Un dossier médical transmis mais quelles suites ?

Parmi les pièces évoquées figure un élément présenté comme une preuve de transmission d’un dossier médical dès le 1er juin 2020.

Le requérant affirme qu’une enquête menée côté congolais aurait reconnu son innocence avant une demande de transfert de documents médicaux.

Cependant, le document PDF fourni dans le dossier transmis n’a pas permis une lecture exploitable du contenu et il n’a donc pas été possible d’en confirmer indépendamment les détails.

Cette absence de visibilité complète sur certaines pièces constitue un point important dans l’analyse du dossier.

Les enjeux derrière l’affaire

Au-delà du cas individuel, cette situation pose plusieurs questions plus larges.

1. La protection consulaire des citoyens à l’étranger

Selon les standards internationaux, les États disposent généralement d’une mission d’assistance et de protection de leurs ressortissants lorsqu’ils sont confrontés à des situations graves hors du territoire national.

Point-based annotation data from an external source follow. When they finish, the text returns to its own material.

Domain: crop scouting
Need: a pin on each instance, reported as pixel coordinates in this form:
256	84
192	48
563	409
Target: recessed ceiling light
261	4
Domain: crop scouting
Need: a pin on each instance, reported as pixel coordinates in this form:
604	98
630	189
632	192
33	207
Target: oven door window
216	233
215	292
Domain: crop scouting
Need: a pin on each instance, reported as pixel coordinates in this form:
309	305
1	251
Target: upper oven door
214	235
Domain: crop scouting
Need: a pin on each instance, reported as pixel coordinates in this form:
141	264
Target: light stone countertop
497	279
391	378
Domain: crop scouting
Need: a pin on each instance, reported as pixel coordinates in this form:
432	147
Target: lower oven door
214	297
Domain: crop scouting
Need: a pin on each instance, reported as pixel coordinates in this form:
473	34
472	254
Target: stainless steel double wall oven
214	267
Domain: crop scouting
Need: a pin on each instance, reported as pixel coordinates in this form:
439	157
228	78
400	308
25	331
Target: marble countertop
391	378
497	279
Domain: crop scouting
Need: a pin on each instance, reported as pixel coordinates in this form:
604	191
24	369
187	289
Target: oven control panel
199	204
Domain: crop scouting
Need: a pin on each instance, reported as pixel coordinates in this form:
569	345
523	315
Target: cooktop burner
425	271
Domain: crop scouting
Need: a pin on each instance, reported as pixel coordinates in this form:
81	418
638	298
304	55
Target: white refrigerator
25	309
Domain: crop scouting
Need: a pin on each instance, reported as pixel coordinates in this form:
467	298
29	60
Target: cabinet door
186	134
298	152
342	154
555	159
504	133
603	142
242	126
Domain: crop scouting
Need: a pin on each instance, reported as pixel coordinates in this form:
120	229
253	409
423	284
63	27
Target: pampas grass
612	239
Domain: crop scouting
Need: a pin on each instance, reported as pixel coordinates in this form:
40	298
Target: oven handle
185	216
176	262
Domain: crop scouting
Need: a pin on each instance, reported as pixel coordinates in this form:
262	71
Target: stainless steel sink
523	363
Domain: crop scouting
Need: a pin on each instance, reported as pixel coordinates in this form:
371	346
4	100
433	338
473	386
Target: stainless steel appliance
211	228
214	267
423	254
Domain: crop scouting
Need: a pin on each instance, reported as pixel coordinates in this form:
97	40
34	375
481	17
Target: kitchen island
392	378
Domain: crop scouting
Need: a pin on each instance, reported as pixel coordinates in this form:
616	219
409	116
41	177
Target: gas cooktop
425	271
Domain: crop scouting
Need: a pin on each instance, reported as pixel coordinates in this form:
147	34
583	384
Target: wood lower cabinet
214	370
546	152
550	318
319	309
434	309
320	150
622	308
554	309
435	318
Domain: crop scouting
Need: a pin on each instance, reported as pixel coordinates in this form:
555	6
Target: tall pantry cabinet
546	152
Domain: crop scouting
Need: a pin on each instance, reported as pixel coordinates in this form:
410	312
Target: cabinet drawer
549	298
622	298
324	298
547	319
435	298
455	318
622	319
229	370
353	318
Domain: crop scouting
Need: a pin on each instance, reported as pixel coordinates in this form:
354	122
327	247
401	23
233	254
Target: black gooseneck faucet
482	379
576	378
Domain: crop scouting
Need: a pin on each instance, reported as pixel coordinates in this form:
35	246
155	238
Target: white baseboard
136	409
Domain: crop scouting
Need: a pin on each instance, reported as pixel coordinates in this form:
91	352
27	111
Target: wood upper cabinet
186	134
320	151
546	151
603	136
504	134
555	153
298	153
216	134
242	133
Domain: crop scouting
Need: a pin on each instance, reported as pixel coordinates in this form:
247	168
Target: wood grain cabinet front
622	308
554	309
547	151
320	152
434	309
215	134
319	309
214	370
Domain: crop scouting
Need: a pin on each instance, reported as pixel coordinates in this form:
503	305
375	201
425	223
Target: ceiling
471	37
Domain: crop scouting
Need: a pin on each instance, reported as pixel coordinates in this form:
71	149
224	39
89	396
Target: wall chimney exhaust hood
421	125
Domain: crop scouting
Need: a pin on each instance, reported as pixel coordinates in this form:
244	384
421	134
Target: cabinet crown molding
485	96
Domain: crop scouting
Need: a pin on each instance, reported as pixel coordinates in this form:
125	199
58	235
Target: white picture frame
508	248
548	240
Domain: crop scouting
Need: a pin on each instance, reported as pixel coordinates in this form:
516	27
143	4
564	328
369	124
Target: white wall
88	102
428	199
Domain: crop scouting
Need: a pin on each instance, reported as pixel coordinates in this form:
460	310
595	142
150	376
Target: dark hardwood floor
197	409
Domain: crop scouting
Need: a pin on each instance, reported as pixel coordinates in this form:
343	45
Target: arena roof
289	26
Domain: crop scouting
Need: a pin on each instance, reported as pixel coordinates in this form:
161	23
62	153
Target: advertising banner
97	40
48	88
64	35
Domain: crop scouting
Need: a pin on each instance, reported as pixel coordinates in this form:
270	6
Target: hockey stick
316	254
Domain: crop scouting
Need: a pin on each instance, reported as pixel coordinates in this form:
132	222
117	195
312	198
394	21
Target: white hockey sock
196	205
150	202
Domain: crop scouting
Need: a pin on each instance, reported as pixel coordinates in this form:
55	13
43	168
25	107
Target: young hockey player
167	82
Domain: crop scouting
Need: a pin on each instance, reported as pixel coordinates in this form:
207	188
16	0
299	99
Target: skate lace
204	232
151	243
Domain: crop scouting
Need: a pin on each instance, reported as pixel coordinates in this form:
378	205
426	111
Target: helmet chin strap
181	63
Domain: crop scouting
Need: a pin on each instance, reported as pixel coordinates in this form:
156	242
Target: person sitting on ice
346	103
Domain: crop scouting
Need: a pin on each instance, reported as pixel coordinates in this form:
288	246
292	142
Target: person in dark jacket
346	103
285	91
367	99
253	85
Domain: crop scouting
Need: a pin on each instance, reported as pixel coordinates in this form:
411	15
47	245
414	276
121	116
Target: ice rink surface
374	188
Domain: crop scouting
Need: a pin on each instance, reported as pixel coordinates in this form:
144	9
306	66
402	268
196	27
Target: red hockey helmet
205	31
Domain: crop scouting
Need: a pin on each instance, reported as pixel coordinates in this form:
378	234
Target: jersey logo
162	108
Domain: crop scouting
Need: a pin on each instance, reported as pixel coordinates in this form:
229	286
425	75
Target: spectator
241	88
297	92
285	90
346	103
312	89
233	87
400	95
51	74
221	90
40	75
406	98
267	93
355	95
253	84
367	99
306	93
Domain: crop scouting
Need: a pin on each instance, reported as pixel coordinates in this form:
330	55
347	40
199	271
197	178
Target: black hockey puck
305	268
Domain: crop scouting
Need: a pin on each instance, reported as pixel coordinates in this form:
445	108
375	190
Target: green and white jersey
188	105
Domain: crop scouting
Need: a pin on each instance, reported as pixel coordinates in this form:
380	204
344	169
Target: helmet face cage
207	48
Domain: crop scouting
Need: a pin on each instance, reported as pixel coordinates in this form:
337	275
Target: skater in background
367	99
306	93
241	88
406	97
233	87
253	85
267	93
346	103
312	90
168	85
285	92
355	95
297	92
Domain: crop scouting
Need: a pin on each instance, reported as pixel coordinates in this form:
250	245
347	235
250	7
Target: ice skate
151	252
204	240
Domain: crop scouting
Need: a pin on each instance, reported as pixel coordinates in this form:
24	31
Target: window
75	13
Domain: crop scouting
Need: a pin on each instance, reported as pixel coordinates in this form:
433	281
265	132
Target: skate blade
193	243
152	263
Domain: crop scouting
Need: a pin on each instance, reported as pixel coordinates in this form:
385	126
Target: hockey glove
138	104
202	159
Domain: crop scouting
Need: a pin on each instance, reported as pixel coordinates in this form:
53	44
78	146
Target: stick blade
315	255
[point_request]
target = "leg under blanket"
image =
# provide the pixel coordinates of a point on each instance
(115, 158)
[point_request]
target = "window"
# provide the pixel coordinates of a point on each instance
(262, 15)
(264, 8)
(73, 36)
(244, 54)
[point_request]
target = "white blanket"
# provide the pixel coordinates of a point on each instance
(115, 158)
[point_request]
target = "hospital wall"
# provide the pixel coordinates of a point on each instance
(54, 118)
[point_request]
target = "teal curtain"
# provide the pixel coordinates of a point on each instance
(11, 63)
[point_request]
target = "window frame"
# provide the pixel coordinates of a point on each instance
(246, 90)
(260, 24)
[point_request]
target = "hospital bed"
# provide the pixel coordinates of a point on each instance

Cette assistance peut prendre plusieurs formes :

  • appui administratif ;
  • assistance consulaire ;
  • médiation diplomatique ;
  • orientation judiciaire ;
  • soutien médical ou humanitaire dans certains cas.

Mais cette assistance possède aussi des limites juridiques : un État ne peut pas toujours intervenir directement dans une procédure relevant de la souveraineté d’un autre pays.

2. La lenteur des procédures transfrontalières

Les dossiers impliquant plusieurs États sont souvent complexes.

Selon plusieurs spécialistes du droit international, les procédures impliquant :

  • des demandes de réparation ;
  • des enquêtes croisées ;
  • des échanges de documents médicaux ;
  • des démarches diplomatiques ;

peuvent s’étendre sur plusieurs années.

Dans le cas présent, près de sept années se seraient écoulées depuis les faits initiaux de 2019.

3. La question de l’équité dans l’accès à l’assistance publique

L’affaire soulève également une interrogation plus sensible : les mécanismes d’assistance répondent-ils à des critères clairement définis et accessibles à tous ?

À travers ses déclarations publiques, Mombo Boukinda Eric exprime un sentiment d’abandon et s’interroge sur l’existence éventuelle de différences de traitement entre citoyens.

Toutefois, aucun élément objectif disponible dans le dossier ne permet à ce stade d’établir une discrimination institutionnelle.

Entre attente et silence institutionnel

À ce jour, aucune communication officielle détaillée des institutions citées dans ce dossier n’a été retrouvée dans les éléments transmis permettant d’expliquer précisément l’état d’avancement de la procédure.

L’affaire demeure donc marquée par plusieurs zones d’ombre :

  • où se situe exactement le blocage administratif ?
  • quelles démarches ont effectivement été engagées par chaque partie ?
  • quelles suites diplomatiques ont été données ?
  • quelles réponses institutionnelles ont été apportées au requérant ?

En attendant des réponses plus précises, une certitude demeure : derrière les procédures et les courriers administratifs se trouve une trajectoire personnelle qui, selon l’intéressé, reste suspendue depuis plusieurs années à une décision qui tarde à arriver.

Une enquête qui reste ouverte et dont plusieurs aspects nécessiteraient désormais des éclaircissements officiels des institutions concernées.